Изменить размер шрифта - +

— Нет, — согласилась Лена и покачала головой. — Не нравится мне все это. Очень не нравится.

— Мне тоже, — согласился Толливер, пряча записку в карман. — Давай ты поговоришь с Коннолли. Думаю, детектив-женщина выведет его из душевного равновесия.

На губах Лены мелькнула довольная улыбка — ни дать ни взять кошка, услышавшая, как скребется мышь.

— Хотите вывести его из себя?

— Ну, в разумных пределах.

— С какой целью?

— Хочу разобраться, что он за человек. Как связан с Эбби? Для затравки можно заговорить о Ребекке. Посмотрим, как отреагирует.

— Поняла.

— Затем еще раз побеседуем с Патти О'Райан. Нужно узнать, с кем встречался Чип.

— Имеете в виду Ребекку Беннетт?

Порой Лена мыслила с такой скоростью, что Толливеру становилось страшно.

— Через пару часов должен приехать Бадди, — только и сказал он.

Швырнув в урну картонный стакан, Лена двинулась к кабинету для допросов.

— Жду с нетерпением.

 

Придержав дверь, Толливер стал наблюдать, как Лена превращается в детектива Адамс — полицейского до мозга костей. Походка тяжелая, будто… будто между ногами у нее стальные яйца! Выдвинув стул, она не села, а упала на него — по-мужски, никакого изящества.

— Привет! — бросила она.

Взгляд Коннолли метнулся к Джеффри, затем вернулся к Лене.

Достав из заднего кармана блокнот, детектив с грохотом швырнула его на стол.

— Я детектив Лена Адамс, а это старший инспектор Джеффри Толливер. Пожалуйста, назовите свое полное имя.

— Клитус Лестер Коннолли, мэм.

На столе перед ним лежали несколько листов бумаги, ручка и потрепанная Библия. Прислонившись к стене, начальник полиции наблюдал, как Коннолли в десятый раз перекладывает листочки. Даже разменяв седьмой десяток, он казался по-кошачьи чистоплотным и аккуратным: белая футболка безукоризненно чиста, на брюках стрелки. Ежедневная работа в поле позволяла поддерживать неплохую форму: живот подтянут, из-под коротких рукавов бугрятся внушительные бицепсы. С растительностью тоже все в порядке: жесткие белые волоски покрывают руки, пучками торчат из ушей, зато голова лысая, как бильярдный шар.
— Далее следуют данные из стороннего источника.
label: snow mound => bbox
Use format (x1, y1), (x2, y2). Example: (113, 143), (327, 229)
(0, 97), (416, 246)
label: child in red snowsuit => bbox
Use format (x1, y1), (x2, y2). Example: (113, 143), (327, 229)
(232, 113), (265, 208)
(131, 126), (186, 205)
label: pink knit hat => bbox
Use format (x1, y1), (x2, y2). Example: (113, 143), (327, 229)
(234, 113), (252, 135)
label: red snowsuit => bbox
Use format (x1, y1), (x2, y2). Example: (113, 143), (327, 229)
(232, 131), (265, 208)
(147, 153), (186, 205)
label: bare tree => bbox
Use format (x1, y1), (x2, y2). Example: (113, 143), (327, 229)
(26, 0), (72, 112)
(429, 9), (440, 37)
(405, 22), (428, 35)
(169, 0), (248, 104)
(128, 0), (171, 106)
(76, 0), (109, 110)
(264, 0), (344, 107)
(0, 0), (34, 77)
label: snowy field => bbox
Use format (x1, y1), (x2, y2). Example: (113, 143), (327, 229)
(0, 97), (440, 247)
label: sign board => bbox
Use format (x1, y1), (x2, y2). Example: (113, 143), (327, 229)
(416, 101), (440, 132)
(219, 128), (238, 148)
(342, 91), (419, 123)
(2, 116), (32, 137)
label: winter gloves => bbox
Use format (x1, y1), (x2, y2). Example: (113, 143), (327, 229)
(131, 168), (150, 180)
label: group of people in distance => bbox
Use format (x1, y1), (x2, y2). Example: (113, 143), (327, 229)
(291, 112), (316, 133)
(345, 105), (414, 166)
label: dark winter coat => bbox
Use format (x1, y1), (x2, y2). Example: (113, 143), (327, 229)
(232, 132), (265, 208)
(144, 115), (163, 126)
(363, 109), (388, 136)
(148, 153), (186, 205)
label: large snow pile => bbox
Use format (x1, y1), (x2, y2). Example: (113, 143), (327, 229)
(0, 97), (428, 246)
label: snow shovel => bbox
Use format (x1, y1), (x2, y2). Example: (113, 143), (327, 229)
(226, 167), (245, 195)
— Так почему вас зовут Коул? — уточнила Лена.

— Это имя моего отца, — снова глянув на Джеффри, пояснил десятник. — За Клитуса меня постоянно колотили, Лестер ненамного лучше, поэтому в пятнадцать лет решил взять папино имя.
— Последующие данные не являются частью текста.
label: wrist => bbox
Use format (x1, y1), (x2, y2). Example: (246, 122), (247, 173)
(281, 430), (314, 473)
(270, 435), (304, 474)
Это по крайней мере объясняет, почему его нет в базе данных! Хотя с исправительными заведениями Коннолли наверняка знаком не понаслышке. Такая живость и осторожность только в тюрьме приобретаются. Коул постоянно настороже, словно готов к побегу.

— Что с рукой? — поинтересовалась детектив, и Толливер заметил тонкий, сантиметра в два длиной порез на правом указательном пальце Коула. На первый взгляд ничего особенного, самое обычное бытовое повреждение, такое легко получить, когда занимаешься ручным трудом и на секунду теряешь бдительность.

— В поле поранился, — глядя на порез, признался Коннолли. — Нужно было пластырем заклеить.

— Долго служили в армии? — не оставляла его в покое Лена.

Десятник удивился, но женщина показала на темневшую на плече татуировку. Джеффри узнал символ военной части, хотя какой именно, вспомнить не мог. Чуть ниже картинка погрубее, ее явно в тюрьме сделали. Еще Коннолли при помощи иглы и пасты от шариковой ручки набил «Иисус — спаситель», да так глубоко, что не сведешь.

— Двенадцать лет, пока не вышвырнули, — отозвался Коул, а потом, словно угадав следующий вопрос, добавил: — Поставили условие: принудительное лечение или вон! — Он будто смахнул с ладони невидимую соринку.